00:41:16.800 While these strategies help regulate query execution time, focusing on performance at the field level is vital. The fields’ computational costs may widely vary, so implementing caching strategies at the GraphQL API layer using tools like the GraphQL Ruby fragment cache gem can lead to notable performance gains.

00:42:25.920 By declaring specific cache fragments for expensive-to-compute fields, we can alleviate server load for frequently requested data. However, caching introduces a new set of challenges around invalidation, requiring precise control over events that should trigger cache invalidation.

00:43:37.760 This approach can simplify our overall management by consolidating cache control logic in one location. Improvements in managing cached values are especially crucial in large codebases with growing complexity. All strategies highlighted here emphasize the singular aspect of handling a single GraphQL query sent to the application.

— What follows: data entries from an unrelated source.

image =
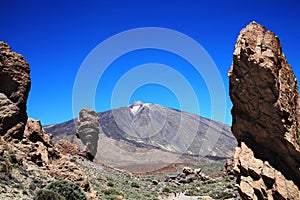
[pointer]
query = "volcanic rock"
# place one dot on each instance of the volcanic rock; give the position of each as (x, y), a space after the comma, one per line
(14, 89)
(265, 112)
(88, 131)
(66, 147)
(23, 140)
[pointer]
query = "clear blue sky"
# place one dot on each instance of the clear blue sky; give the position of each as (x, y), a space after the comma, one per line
(56, 36)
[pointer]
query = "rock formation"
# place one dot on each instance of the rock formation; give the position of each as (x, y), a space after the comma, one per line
(265, 112)
(88, 131)
(14, 89)
(188, 175)
(66, 147)
(25, 139)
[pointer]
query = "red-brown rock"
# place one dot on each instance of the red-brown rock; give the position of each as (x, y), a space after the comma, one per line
(264, 93)
(14, 88)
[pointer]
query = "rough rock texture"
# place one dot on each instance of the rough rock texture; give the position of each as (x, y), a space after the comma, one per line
(14, 89)
(66, 147)
(188, 175)
(88, 131)
(228, 169)
(23, 141)
(265, 112)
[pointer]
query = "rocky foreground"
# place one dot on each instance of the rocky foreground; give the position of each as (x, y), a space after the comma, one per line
(28, 158)
(266, 113)
(266, 106)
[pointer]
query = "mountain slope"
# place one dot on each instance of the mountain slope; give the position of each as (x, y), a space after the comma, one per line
(147, 132)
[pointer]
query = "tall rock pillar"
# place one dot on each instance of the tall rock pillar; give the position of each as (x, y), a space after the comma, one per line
(265, 113)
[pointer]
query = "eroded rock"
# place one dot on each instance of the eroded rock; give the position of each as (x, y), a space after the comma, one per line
(23, 140)
(14, 88)
(264, 93)
(88, 131)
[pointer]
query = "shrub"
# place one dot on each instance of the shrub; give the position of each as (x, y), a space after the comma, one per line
(167, 190)
(112, 191)
(110, 184)
(67, 189)
(135, 184)
(44, 194)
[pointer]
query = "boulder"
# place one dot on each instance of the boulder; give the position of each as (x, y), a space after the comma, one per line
(14, 88)
(87, 130)
(265, 117)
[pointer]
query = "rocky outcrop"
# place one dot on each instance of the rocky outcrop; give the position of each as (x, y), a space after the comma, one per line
(265, 112)
(87, 130)
(188, 175)
(14, 89)
(23, 140)
(66, 147)
(228, 171)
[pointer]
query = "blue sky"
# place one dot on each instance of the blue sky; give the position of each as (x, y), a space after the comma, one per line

00:44:48.640 When running in production under concurrent loads, however, things may differ and pose additional challenges concerning scalability. Many simultaneous queries could be sent from a single API client or across multiple clients, so it's imperative to consider ways to manage concurrent query handling.

00:46:06.000 Implementing query batching can reduce HTTP overhead and improve application responsiveness. Apollo Client, for example, allows you to send queries together efficiently. On the server end, the underlying Ruby GraphQL gem’s capabilities support processing batch queries concurrently using features like Multilex.

00:47:10.720 This approach offers distinct advantages regarding performance, but it introduces the challenge of potentially longer-running individual queries in a batch, leading to delayed responses until all queries are resolved. Serving optimized metrics and monitoring is beneficial, as it enables us to observe the execution behavior of these batch queries.

00:48:01.920 It's critical to maintain a balance among these execution times in your architecture. While methodologies I have shared predominantly focus on read operations and GraphQL queries, the same considerations can apply to mutations.

00:49:29.080 We typically follow strategies that apply to any REST or GraphQL applications, such as offloading some workloads to background jobs, particularly for bulk operations.

00:50:20.000 In conclusion, with great systems come great responsibility. Performance optimization should be a priority, ensuring scalability is achieved by consistently monitoring metrics at various levels. Tracking performance bottlenecks will not only direct you to the right problems but will also help you implement solutions sooner, as slow responses can hinder user adoption.

00:51:20.000 Moreover, keep in mind that optimization is an ongoing process, and it's essential to cultivate a performance-aware culture within your engineering team. Monitoring and tracking bottlenecks systematically will ensure timely remediation as your application grows.

00:51:56.360 Thank you for your attention, and please feel free to reach out with your questions or thoughts.

00:54:24.240 I have not evaluated all cases, but in our scenario, using GraphQL Batch resolved performance issues effectively. Denormalization can work, but it often depends on context; we found GraphQL Batch suitable. Our API structure must be flexible, accommodating numerous clients and their requirements.